Warning in storage.mode(x) <- "double": imaginary parts discarded in coercion

9.3 Magnitude and Phase

mag_ft_imgMat <- sqrt(Re(ft_imgMat)^2+Im(ft_imgMat)^2)
display(mag_ft_imgMat)

# Phase  <- atan(Im(img_ff)/Re(img_ff))
phase_ft_imgMat  <- atan2(Im(ft_imgMat), Re(ft_imgMat))
# display(phase_ft_imgMat)

# Display FT
EBImage::display(log(fftshift(ft_imgMat)), title="FT Magnitude (Cyrillic Alphabet)")

Warning in storage.mode(x) <- "double": imaginary parts discarded in coercion

9.4 IFT Reconstruction

# IFT Reconstruction: Magnitude=mag_ft_imgMat   AND  Phase=phase_ft_imgMat
Real = mag_ft_imgMat * cos(phase_ft_imgMat)
Imaginary = mag_ft_imgMat * sin(phase_ft_imgMat)
ift_ft_imgMat = Re(fft(Real+1i*Imaginary, inverse = T)/length(mag_ft_imgMat))
EBImage::display(ift_ft_imgMat, method = "raster", title="(IFT o FT) Magnitude=Img | Phase=Img")

9.5 Low-pass frequency filtering

Remove Fourier coefficients indexed above \(k_{x,max/2}\) and \(k_{y,max/2}\).

mag_ft_imgMat_1 <- mag_ft_imgMat
for (i in 1:dim(mag_ft_imgMat)[1]) {
  for (j in 1:dim(mag_ft_imgMat)[2]) {
    if (abs(i-(dim(mag_ft_imgMat)[1])/2) > (dim(mag_ft_imgMat)[1])/4 | 
        abs(j-(dim(mag_ft_imgMat)[2])/2) > (dim(mag_ft_imgMat)[2])/4) {
      mag_ft_imgMat_1[i,j] <- 0
    }
  }
}

EBImage::display(mag_ft_imgMat_1, method = "raster", title="(IFT o LowPassFilter o FT) Magnitude=Img | Phase=Img")

Real = mag_ft_imgMat_1 * cos(phase_ft_imgMat)
Imaginary = mag_ft_imgMat_1 * sin(phase_ft_imgMat)
ift_ft_imgMat_1 = Re(fft(Real+1i*Imaginary, inverse = T)/length(mag_ft_imgMat_1))
EBImage::display(100*ift_ft_imgMat_1, method = "raster", title="(IFT o LowPassFilter o FT) Magnitude=Img | Phase=Img")

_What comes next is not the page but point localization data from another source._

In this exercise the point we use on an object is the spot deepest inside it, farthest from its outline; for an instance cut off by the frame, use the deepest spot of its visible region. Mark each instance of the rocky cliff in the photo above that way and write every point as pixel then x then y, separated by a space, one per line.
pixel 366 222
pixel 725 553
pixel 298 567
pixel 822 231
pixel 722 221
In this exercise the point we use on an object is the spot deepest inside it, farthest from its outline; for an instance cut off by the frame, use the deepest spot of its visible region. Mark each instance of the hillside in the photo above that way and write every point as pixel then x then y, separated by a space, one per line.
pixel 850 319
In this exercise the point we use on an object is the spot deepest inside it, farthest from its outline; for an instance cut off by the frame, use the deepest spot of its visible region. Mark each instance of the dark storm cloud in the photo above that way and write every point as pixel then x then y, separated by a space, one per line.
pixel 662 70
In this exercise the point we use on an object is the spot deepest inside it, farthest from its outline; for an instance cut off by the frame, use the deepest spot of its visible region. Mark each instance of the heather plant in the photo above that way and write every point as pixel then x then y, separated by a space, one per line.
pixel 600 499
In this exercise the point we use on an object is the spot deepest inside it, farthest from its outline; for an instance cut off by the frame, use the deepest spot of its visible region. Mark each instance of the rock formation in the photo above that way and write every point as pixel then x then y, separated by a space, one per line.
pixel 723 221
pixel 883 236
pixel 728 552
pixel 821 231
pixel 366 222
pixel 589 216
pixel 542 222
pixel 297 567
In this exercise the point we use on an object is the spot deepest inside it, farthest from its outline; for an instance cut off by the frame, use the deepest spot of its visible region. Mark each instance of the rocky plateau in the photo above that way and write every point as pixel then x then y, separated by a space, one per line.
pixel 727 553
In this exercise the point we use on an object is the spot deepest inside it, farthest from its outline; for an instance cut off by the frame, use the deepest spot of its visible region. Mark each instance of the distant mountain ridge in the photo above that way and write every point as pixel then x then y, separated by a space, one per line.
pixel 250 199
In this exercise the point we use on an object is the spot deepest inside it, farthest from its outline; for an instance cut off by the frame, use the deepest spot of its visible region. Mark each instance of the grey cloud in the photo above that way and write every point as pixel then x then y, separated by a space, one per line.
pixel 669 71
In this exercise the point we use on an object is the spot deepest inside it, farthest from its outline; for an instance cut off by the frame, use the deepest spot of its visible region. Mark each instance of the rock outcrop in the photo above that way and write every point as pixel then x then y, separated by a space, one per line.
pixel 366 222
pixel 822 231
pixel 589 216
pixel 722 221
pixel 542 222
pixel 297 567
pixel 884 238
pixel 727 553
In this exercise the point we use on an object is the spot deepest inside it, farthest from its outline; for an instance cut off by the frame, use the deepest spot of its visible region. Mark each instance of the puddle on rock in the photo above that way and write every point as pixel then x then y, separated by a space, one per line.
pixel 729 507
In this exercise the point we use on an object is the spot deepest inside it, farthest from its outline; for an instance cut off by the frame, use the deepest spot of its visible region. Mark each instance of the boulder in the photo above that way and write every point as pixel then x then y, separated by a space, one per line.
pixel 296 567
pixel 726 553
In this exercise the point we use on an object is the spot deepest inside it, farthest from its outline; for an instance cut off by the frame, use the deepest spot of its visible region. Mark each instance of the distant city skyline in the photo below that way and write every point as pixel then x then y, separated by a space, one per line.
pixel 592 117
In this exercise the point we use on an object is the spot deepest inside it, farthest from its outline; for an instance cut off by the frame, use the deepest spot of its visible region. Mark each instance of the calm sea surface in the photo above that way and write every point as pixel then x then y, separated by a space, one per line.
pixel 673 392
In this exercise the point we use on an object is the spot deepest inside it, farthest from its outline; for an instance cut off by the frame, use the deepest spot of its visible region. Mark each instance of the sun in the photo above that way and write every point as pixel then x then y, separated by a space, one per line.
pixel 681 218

9.6 High-pass frequency filtering

Remove the Fourier coefficients indexed below \(k_{x,max/4}\) and \(k_{y,max/4}\).

# High-pass frequency filtering, remove Fourier coeff's indexed below k_{x,max/4} and k_{y,max/4}
mag_ft_imgMat_2 <- mag_ft_imgMat
for (i in 1:dim(mag_ft_imgMat)[1]) {
  for (j in 1:dim(mag_ft_imgMat)[2]) {
    if (abs(i-(dim(mag_ft_imgMat)[1])/2) < (dim(mag_ft_imgMat)[1])/4 & 
        abs(j-(dim(mag_ft_imgMat)[2])/2) < (dim(mag_ft_imgMat)[2])/4) {
      mag_ft_imgMat_2[i,j] <- 0
    }
  }
}

EBImage::display(mag_ft_imgMat_2, method = "raster", title="(IFT o HighPassFilter o FT) Magnitude=Img | Phase=Img")

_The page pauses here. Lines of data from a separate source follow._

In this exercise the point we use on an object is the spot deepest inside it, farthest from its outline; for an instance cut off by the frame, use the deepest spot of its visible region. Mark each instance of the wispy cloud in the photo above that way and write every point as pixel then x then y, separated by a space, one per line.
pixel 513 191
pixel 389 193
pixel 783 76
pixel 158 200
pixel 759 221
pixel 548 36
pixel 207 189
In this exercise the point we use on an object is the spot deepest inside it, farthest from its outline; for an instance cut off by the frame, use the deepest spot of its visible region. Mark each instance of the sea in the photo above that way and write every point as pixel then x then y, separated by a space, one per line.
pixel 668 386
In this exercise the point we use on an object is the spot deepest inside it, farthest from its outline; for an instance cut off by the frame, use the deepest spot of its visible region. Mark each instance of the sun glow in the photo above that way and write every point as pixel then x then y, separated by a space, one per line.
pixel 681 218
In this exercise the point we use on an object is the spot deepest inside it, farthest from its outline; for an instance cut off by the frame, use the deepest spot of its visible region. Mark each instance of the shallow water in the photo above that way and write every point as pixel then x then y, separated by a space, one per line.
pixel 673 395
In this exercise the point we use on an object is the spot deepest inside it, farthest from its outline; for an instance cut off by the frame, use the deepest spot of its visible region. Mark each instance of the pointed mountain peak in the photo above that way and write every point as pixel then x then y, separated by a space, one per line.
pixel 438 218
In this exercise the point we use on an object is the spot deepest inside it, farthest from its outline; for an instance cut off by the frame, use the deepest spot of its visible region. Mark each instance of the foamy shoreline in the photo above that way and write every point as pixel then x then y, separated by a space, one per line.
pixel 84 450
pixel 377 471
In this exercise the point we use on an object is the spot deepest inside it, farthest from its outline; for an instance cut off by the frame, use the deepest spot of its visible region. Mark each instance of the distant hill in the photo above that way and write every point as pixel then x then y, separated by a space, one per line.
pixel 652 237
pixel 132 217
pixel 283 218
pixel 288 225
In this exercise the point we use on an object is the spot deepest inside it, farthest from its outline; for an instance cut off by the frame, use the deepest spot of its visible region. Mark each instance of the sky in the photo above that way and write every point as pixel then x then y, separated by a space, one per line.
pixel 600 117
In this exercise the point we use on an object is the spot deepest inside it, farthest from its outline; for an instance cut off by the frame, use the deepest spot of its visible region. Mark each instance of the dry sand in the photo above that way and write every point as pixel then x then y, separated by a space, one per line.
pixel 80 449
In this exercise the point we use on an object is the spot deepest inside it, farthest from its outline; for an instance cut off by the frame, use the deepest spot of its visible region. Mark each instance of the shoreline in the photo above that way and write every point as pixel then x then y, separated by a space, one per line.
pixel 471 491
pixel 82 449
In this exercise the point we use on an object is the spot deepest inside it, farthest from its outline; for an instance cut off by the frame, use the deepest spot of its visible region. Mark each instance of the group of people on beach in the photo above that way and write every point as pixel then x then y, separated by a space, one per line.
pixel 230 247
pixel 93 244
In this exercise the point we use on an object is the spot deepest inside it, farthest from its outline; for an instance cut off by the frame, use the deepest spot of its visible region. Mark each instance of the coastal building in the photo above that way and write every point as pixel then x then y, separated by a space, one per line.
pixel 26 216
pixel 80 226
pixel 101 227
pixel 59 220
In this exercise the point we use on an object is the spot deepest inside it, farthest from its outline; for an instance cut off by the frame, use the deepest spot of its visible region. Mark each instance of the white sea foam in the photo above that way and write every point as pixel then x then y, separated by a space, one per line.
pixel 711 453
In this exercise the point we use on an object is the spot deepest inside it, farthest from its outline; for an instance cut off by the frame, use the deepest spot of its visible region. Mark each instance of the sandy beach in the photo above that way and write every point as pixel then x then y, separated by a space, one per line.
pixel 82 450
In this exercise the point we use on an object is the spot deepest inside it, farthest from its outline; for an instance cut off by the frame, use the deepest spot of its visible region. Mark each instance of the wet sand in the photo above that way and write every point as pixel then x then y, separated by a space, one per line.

Real = mag_ft_imgMat_2 * cos(phase_ft_imgMat)
Imaginary = mag_ft_imgMat_2 * sin(phase_ft_imgMat)
ift_ft_imgMat_2 = Re(fft(Real+1i*Imaginary, inverse = T)/length(mag_ft_imgMat_2))
EBImage::display(ift_ft_imgMat_2, method = "raster", title="(IFT o HighPassFilter o FT) Magnitude=Img | Phase=Img")

10 Image segmentation

Image segmentation performs partitioning of an image, and is typically used to identify objects in an image. Non-touching connected objects can be segmented using the function bwlabel, while watershed and propagate use more sophisticated algorithms able to separate objects which touch each other.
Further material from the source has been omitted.